Proposed changes to the Centers for Medicare & Medicaid Services’ Medicare Physician Fee Schedule for 2017 contain several IT provisions, including ones around the use of telehealth, clinical decision support for imaging and technology related to the Diabetes Prevention Program.
For telehealth, the agency proposes adding several codes to the list of services eligible to use such tools, including services for end-stage renal disease related to dialysis, advance care planning and critical care consultations.
For decision support, CMS points out that the Protecting Access to Medicare Act of 2014 requires providers to consult physician-developed appropriateness criteria when ordering advanced imaging studies for Medicare patients. Radiologist Matt Hawkins of Emory University in Atlanta, previously said that law will “prevent providers from being forced into the tumultuously treacherous world of pre-authorization and radiology benefit managers,” who he said could approve and deny studies without justification.

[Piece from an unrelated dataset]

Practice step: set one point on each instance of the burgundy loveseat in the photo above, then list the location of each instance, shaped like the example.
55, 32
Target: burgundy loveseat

Among other things, the agency says it believes it would be in the best interest of the appropriate use criteria program to establish decision support requirements “that are not prescriptive” when it comes to specific IT standards. “The CDSM EHR and health IT environments are constantly changing and improving and we want to allow room for growth and innovation,” CMS says. “However, in the future, as more stakeholders and other entities ... come to consensus regarding standards for CDSMs, then we may consider pointing to such standards as a requirement for qualified CDSMs under this program.”
CMS, in the rule, also says it wants to expand the Diabetes Prevention Program model beginning in January 2018. The program produced promising results shared earlier this year from a demonstration involving the YMCA.
To do so, the agency says, it wants comments on requiring Centers for Disease Control and Prevention-recognized program entities to submit claims to Medicare via standard claims forms and procedures, submitted electronically. “Claims submitted would be required to be traceable to care documented by the entity’s beneficiary records, which should include the requisite amount of detail associated with participation,” according to CMS.